Thursday, April 14, 2011

What's so bad about that?

                                                                               Mood:Conflicted   

I'm at war with myself.
The scale says 110lbs still,
I believe I'm maintaining. I can't seem to lose weight like I used to. I'm binging now after I've dropped my daughter off at school, its not even 9am yet. I've been non stop since Sunday. I have no idea how I found the willpower to put the brakes on this the first time round. Now it seems impossible. My day consist of preparing meals, eating them, throwing it back up and working out, somewhere in between that oh so busy productivity I manage to be incredibly dizzy and lethargic. The only time I light up is to go back out and get more food. I'm staring at my body and I hate it. I hate the way I look, I feel embarrassed to even let someone else lay eyes on me, I wish I didn't look this way. How will I ever be close to anyone if I self loathe so much?
110lbs is a reasonable weight by all accounts, I look thinner than said weight because I have a boyish figure, no hips at all, no butt. If I were less insane I would maintain this weight and find a way to build muscle to fill the saggy voids which are everywhere. I'm not, the irrational side of me like the ribs that are poking out some, likes the gap between my thighs, likes the collarbone and shoulder blades that protrude.
Those things are not attractive to others, they are to me and there lies the problem. The unhappiness of trying to reach a goal weight is ridiculous.
Why shouldn't I just stay at this weight and be happy? Why do I feel like I have something to prove, like I have to lose all this weight or else?
I'm playing hooky after my shrinks visit on Tuesday, I'm off to see an old friend of mines and just hang out. I'm scared of their reaction to how thin I've gotten, it won't make much of a difference but I'm dying to know how I really look to others since I can't seem to grasp actual perception.
I'm also a little worried about seeing this friend of mines, I don't know how to interact much around people anymore? I don't know what to say if it doesn't concern weight, and I don't want all the focus of my visit to be solely on that. I just got a text this morning from said friend, mentioning a backyard pool and to please pack a bathing suit, oh shit. Did I mention this friend is of the male species?
I'm also nervous about going period, my husband doesn't like this new found freedom I'm trying out, doesn't like me trying to venture out. I hope I don't chicken out and cancel the visit. Or get all antsy and leave early just so I can get home and continue b/p.
 Tuesday seems like such a far away time now..
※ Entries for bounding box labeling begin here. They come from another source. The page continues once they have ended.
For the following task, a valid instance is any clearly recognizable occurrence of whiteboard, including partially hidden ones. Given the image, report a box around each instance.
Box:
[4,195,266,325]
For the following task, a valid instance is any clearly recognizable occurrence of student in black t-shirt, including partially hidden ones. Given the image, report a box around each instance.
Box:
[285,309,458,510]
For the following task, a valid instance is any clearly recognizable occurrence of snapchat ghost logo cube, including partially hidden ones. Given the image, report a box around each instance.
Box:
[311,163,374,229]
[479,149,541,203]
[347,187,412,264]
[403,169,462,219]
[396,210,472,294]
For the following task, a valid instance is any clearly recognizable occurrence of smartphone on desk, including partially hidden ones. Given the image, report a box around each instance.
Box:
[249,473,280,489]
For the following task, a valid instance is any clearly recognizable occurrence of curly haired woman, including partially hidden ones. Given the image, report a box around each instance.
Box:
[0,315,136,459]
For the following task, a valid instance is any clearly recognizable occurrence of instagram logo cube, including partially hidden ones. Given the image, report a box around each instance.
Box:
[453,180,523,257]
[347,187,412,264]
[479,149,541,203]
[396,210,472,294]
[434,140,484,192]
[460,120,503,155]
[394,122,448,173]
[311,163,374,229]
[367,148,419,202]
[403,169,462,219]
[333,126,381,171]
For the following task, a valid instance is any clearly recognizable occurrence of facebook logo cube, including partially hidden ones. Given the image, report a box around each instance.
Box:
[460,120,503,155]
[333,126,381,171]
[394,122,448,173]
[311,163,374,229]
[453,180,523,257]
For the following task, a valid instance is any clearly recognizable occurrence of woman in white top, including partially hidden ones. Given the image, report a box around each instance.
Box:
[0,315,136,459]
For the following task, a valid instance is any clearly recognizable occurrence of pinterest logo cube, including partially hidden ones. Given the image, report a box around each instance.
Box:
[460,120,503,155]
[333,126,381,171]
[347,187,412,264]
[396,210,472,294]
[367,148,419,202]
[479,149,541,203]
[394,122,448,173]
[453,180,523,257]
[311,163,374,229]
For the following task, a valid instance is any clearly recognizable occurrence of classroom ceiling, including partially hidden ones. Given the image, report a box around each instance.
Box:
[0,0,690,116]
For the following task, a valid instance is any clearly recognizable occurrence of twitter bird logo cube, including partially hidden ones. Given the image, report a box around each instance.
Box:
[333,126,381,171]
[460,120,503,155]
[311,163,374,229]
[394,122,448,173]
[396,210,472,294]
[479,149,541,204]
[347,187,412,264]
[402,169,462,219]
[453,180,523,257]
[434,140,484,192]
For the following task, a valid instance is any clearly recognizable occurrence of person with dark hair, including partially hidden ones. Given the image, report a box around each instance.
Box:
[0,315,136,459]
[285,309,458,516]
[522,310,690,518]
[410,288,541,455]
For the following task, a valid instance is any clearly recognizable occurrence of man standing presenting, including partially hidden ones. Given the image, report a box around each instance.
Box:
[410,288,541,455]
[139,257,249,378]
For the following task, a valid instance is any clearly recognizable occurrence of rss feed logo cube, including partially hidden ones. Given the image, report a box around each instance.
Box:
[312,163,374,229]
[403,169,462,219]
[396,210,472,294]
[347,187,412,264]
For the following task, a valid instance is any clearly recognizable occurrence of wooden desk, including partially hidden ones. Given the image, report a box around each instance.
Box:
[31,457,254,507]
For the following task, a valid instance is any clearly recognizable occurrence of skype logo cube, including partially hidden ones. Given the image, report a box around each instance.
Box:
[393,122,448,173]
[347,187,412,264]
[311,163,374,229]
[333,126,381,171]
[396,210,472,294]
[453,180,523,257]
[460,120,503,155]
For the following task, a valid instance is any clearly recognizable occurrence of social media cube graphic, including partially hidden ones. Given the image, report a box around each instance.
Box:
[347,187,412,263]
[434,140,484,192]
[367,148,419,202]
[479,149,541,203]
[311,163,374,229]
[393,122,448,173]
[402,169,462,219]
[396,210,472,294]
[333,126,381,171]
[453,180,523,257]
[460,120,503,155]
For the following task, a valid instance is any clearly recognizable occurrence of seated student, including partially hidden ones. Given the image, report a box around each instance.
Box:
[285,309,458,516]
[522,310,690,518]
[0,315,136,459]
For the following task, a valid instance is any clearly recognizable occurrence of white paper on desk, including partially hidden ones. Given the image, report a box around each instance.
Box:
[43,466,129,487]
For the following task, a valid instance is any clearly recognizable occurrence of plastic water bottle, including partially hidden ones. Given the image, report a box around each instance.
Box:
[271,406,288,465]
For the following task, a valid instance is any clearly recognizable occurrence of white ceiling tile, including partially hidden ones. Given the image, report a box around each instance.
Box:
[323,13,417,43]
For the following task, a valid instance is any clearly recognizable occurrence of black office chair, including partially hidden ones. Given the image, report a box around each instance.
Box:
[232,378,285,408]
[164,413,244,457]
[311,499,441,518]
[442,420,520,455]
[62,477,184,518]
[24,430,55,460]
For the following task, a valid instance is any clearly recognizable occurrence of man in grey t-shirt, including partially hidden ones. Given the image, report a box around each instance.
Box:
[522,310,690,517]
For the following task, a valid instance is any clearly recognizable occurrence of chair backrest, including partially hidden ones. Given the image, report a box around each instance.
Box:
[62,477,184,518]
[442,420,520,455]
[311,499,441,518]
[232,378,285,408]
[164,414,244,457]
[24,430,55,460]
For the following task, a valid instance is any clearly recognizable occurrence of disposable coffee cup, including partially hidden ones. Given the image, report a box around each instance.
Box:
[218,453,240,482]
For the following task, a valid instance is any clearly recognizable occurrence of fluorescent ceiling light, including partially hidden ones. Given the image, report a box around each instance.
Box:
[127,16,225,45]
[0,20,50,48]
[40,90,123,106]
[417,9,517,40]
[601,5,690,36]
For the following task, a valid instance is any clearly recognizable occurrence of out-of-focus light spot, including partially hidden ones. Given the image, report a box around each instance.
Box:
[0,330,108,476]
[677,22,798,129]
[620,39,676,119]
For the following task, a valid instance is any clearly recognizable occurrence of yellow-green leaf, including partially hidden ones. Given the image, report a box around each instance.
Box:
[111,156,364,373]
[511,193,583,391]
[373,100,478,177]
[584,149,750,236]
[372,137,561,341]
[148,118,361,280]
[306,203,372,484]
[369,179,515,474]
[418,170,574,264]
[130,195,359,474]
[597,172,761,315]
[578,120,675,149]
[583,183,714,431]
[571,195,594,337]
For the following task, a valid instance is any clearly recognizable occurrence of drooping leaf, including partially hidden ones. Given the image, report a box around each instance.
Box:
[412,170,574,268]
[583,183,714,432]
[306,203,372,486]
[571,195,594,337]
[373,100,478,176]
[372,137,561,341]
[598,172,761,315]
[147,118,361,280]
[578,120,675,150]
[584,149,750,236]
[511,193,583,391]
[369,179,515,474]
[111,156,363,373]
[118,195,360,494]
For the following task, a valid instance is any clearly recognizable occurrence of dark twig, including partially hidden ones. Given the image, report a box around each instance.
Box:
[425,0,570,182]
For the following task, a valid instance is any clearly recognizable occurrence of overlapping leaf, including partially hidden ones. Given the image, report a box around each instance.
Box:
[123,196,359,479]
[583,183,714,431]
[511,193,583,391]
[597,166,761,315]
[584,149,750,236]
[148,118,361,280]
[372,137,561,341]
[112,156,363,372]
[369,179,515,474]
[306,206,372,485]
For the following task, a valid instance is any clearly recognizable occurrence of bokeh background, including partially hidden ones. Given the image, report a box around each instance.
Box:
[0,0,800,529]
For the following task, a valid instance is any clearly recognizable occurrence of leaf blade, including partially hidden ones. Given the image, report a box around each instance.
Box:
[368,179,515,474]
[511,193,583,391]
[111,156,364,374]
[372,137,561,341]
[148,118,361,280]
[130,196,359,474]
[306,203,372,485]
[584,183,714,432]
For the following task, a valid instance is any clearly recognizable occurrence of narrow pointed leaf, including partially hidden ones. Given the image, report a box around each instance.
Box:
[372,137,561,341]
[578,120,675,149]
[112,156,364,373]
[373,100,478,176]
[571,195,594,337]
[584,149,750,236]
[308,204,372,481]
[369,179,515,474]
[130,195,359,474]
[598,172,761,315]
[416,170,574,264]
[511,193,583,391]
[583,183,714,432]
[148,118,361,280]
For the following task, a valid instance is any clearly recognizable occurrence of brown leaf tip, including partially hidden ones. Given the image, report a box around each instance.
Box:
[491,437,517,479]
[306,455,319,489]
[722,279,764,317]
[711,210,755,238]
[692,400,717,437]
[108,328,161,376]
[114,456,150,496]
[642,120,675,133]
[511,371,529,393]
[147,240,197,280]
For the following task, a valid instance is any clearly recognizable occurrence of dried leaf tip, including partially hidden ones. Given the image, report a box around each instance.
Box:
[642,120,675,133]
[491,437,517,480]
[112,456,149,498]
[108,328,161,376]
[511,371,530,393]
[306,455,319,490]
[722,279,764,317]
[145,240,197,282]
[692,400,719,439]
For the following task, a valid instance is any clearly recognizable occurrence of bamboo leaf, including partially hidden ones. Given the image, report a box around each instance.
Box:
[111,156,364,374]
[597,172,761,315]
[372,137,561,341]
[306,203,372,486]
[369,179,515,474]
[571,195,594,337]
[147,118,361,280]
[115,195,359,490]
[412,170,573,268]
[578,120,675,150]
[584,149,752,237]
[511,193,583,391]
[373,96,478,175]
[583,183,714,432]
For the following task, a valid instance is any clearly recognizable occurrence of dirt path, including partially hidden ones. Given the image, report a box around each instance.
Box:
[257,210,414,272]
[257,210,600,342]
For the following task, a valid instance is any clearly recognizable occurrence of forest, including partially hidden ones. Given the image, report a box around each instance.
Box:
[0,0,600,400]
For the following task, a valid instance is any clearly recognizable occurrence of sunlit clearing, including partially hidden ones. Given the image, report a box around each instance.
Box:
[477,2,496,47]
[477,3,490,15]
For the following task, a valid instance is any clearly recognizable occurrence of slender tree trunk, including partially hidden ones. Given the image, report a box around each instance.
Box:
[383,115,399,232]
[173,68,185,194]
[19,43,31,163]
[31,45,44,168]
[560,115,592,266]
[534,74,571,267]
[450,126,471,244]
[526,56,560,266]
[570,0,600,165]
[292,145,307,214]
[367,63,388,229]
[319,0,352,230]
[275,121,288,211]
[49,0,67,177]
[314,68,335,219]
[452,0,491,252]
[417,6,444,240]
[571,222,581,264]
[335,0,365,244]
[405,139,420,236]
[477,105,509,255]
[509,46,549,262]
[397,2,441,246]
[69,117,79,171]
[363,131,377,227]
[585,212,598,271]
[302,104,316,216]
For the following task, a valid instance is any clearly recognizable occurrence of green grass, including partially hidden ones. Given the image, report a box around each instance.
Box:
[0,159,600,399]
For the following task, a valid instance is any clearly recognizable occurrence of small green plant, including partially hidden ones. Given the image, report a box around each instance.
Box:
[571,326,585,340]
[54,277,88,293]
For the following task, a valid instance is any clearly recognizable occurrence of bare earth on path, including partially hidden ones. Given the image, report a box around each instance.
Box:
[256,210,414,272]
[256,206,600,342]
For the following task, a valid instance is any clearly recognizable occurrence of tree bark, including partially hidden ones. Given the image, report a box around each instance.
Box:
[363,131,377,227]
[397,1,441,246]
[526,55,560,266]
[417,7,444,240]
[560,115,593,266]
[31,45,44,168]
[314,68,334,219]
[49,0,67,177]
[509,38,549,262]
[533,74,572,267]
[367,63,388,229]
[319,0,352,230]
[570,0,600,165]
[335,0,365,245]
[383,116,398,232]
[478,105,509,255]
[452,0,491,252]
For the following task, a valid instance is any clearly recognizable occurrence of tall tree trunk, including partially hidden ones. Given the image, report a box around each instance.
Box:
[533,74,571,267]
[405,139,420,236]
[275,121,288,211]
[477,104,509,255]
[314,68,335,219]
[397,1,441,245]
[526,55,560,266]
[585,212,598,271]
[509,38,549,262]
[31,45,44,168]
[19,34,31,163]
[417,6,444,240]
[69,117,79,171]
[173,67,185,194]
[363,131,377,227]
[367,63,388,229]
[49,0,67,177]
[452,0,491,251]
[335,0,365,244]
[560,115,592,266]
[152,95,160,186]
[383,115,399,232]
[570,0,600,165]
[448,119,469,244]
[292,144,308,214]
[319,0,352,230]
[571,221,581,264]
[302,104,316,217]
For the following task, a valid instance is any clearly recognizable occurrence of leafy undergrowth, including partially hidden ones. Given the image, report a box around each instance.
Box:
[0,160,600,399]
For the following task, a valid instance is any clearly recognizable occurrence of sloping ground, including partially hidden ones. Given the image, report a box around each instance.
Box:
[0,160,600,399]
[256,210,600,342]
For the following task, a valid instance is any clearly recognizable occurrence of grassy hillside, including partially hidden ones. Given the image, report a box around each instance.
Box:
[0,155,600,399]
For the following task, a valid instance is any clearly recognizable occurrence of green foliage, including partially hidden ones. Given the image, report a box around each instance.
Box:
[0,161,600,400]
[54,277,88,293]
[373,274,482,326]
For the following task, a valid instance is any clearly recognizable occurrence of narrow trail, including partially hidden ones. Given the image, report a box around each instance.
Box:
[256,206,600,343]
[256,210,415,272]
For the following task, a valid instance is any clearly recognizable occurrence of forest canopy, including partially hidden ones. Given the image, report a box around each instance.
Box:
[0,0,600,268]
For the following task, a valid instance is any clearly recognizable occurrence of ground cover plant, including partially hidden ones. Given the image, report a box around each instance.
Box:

I'm suppose to redo my resume today, I have to. Someone mentioned a job opening and I desperately need to work.
I hope I can find the time to actually write it in my now busy schedule, Mia has been smothering me non stop.
I have no idea what to do with myself anymore, my inner turmoil is awful, so many voices telling me what to do, I don't know what's right or wrong anymore.
All I know is that there aren't many passengers on this train of thought..
                                                                       

1 comment:

A said...

I'm sorry about the binging & purging.. That's the worst ): I hope you can some good work outs in though! & you should def go to the pool party, great motivation! Stay strong.